- Given a number n, repeatedly replace n with the sum of the squares of its digits.
- This will eventually reach a cycle of numbers of at most 3 digits: the cycle will either be 1 --> 1 --> 1 --> etc, or consist of number(s) greater than 1.
- If the cycle is 1, the number is happy.

2 and 4 are the only known happy bases. Wikipedia claims that searches for happy bases have gone as high as 500,000,000; the citation for this claim leads to OEIS A161872, where the claim is made with no further citation.

To determine whether a base b is a happy base, we first note that applying the happy transformation to any number of 4 or more digits yields a lesser number. It therefore suffices to check all numbers up to 3 digits.
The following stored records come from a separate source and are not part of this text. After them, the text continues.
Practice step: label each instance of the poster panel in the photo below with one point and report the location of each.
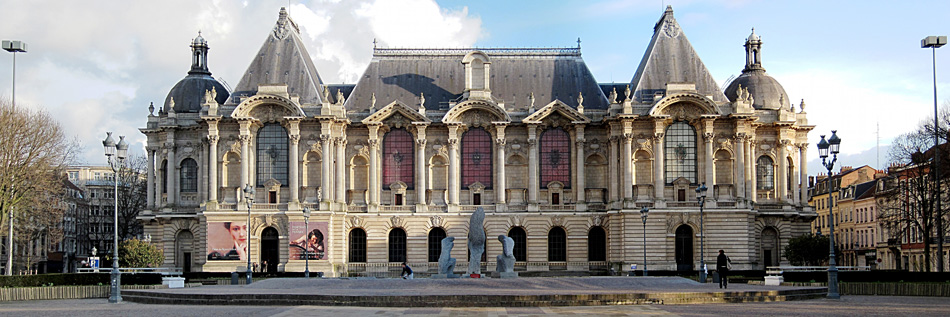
(314, 241)
(227, 241)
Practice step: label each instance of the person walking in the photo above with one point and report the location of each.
(406, 271)
(723, 265)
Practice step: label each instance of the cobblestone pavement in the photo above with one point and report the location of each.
(847, 306)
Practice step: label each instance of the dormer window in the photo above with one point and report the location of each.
(477, 75)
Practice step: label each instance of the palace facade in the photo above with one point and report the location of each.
(387, 167)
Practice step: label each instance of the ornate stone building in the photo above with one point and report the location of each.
(390, 165)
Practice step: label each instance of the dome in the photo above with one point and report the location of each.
(189, 93)
(766, 92)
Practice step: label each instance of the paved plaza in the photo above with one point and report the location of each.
(847, 306)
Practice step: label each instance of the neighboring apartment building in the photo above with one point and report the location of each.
(559, 162)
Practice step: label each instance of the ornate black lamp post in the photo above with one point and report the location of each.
(306, 250)
(643, 215)
(934, 42)
(249, 198)
(120, 151)
(701, 198)
(832, 144)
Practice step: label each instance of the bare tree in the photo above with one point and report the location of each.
(909, 207)
(33, 146)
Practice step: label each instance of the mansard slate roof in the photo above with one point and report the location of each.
(282, 59)
(670, 58)
(549, 73)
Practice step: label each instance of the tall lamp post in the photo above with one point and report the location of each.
(831, 145)
(306, 250)
(120, 152)
(934, 42)
(701, 198)
(249, 198)
(643, 215)
(12, 47)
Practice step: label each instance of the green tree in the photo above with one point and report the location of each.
(807, 249)
(138, 253)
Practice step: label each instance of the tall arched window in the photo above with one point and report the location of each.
(397, 245)
(521, 243)
(555, 157)
(435, 243)
(357, 245)
(557, 245)
(680, 152)
(764, 173)
(272, 146)
(189, 176)
(397, 158)
(597, 244)
(476, 158)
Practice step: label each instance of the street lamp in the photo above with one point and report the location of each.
(701, 198)
(13, 47)
(306, 221)
(934, 42)
(643, 215)
(832, 145)
(120, 152)
(249, 199)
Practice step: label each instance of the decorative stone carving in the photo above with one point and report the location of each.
(505, 260)
(446, 261)
(476, 241)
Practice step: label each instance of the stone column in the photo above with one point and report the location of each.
(150, 178)
(500, 186)
(533, 185)
(581, 186)
(740, 167)
(420, 181)
(454, 180)
(172, 169)
(710, 176)
(613, 170)
(627, 166)
(325, 185)
(294, 160)
(373, 165)
(213, 168)
(803, 173)
(658, 177)
(340, 180)
(783, 171)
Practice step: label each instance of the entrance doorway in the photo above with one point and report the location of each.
(270, 250)
(684, 248)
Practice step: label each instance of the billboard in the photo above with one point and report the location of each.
(312, 242)
(227, 241)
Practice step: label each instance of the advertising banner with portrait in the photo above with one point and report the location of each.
(227, 241)
(313, 242)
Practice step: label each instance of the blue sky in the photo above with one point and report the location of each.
(856, 63)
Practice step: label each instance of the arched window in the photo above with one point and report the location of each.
(680, 152)
(764, 173)
(435, 243)
(476, 158)
(521, 243)
(557, 245)
(397, 158)
(272, 146)
(397, 245)
(164, 177)
(597, 244)
(189, 176)
(357, 245)
(555, 157)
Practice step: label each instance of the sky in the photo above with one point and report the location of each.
(858, 65)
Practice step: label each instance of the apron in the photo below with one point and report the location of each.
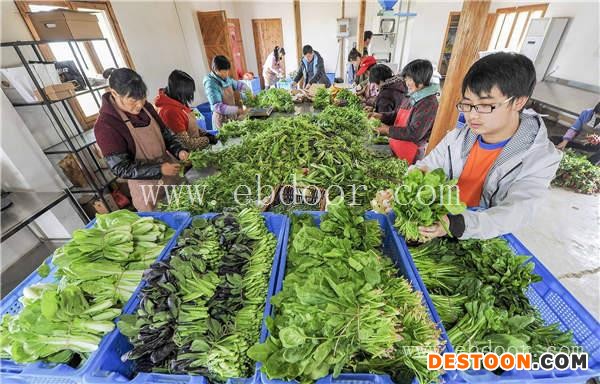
(149, 148)
(229, 99)
(402, 149)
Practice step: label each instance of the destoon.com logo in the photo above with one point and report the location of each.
(506, 361)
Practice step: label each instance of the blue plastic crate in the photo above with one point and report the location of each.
(392, 248)
(331, 77)
(107, 367)
(44, 373)
(284, 84)
(555, 304)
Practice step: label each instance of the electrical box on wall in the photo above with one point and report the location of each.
(343, 28)
(542, 40)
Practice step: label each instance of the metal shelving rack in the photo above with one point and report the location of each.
(78, 141)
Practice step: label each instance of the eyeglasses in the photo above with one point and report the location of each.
(480, 108)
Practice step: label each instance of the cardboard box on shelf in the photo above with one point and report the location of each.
(57, 91)
(66, 24)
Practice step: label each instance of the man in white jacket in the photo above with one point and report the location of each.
(502, 158)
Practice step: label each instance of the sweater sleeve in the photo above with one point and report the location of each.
(420, 124)
(384, 103)
(319, 73)
(173, 145)
(388, 118)
(299, 73)
(108, 139)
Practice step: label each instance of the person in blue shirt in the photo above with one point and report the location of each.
(311, 69)
(220, 90)
(590, 117)
(354, 58)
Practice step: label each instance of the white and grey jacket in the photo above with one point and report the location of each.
(520, 175)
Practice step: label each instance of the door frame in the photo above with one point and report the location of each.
(238, 28)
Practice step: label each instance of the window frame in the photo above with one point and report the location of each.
(103, 5)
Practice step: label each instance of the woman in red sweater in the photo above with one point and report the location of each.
(173, 103)
(409, 126)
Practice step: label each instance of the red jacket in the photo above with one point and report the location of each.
(172, 112)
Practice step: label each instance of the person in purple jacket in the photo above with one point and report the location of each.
(220, 90)
(591, 117)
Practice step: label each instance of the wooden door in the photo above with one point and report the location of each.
(215, 35)
(237, 46)
(448, 43)
(268, 33)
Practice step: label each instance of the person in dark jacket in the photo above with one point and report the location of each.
(173, 104)
(367, 36)
(135, 142)
(409, 127)
(354, 58)
(311, 69)
(392, 89)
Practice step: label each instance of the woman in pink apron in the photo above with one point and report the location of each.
(409, 127)
(135, 142)
(220, 90)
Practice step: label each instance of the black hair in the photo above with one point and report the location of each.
(181, 87)
(277, 52)
(354, 54)
(220, 63)
(380, 73)
(512, 73)
(420, 71)
(126, 82)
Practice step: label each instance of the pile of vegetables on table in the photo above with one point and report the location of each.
(577, 173)
(478, 288)
(322, 150)
(203, 307)
(422, 200)
(96, 274)
(279, 99)
(343, 307)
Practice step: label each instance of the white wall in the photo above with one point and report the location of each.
(429, 28)
(155, 40)
(578, 55)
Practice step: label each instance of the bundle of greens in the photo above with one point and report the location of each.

Furthermore, the maximum result of the happy transformation of a number of 3 or fewer digits is 3 * (b-1)

^{2}. It therefore suffices to check all numbers less than or equal to 3 * (b-1)

^{2}.

We can therefore write the following Python code to find the smallest unhappy number in base b, or return 0 if b is a happy base:

Code: Select all

`def happybase(b):`

if b < 5: return (0, 2, 0, 2, 0)[b]

for n in xrange(2, 3 * (b-1)**2 + 1):

f, g = n, n

while g != 1:

f, x = divmod(f, b)

f, y = divmod(f, b)

f = f*f + y*y + x*x

g, x = divmod(g, b)

g, y = divmod(g, b)

g = g*g + y*y + x*x

g, x = divmod(g, b)

g, y = divmod(g, b)

g = g*g + y*y + x*x

if f == g != 1: return n

return 0

We use the cycle-finding trick employed in Pollard's rho algorithm to determine when a happy sequence has entered a cycle. We can also do this in C for a significant speedup:

Code: Select all

`long unsigned happybase(long unsigned b) { `

long unsigned n, f, g, x, y, z;

if (b == 1) return 2;

z = 3 * (b-1) * (b-1);

for (n = 2; n <= z; n++) {

f = g = n;

while (g != 1) {

x = f % b; f /= b;

y = f % b; f /= b;

f = f*f + y*y + x*x;

x = g % b; g /= b;

y = g % b; g /= b;

g = g*g + y*y + x*x;

x = g % b; g /= b;

y = g % b; g /= b;

g = g*g + y*y + x*x;

if (f == g && g != 1) return n;

}

}

return 0;

}

The C code has the obvious limitation that the variables will overflow when b is sufficiently large, and the 500,000,000 in that OEIS comment is getting close to that point. We also find that as b gets large, evaluating this function gets increasingly slower (in an average sense). So I'd like to do three things:

- Find a more efficient algorithm to determine whether a number is happy in a given base.
- Rewrite the C code to use arbitrary-precision integers. I have no idea how to do this.
- Find some theorems that can tell us whether a number n is happy in base b without having to evaluate n's happy sequence in base b. For example, if log
_{2}( log_{n}b ) is an integer, then n is happy in base b.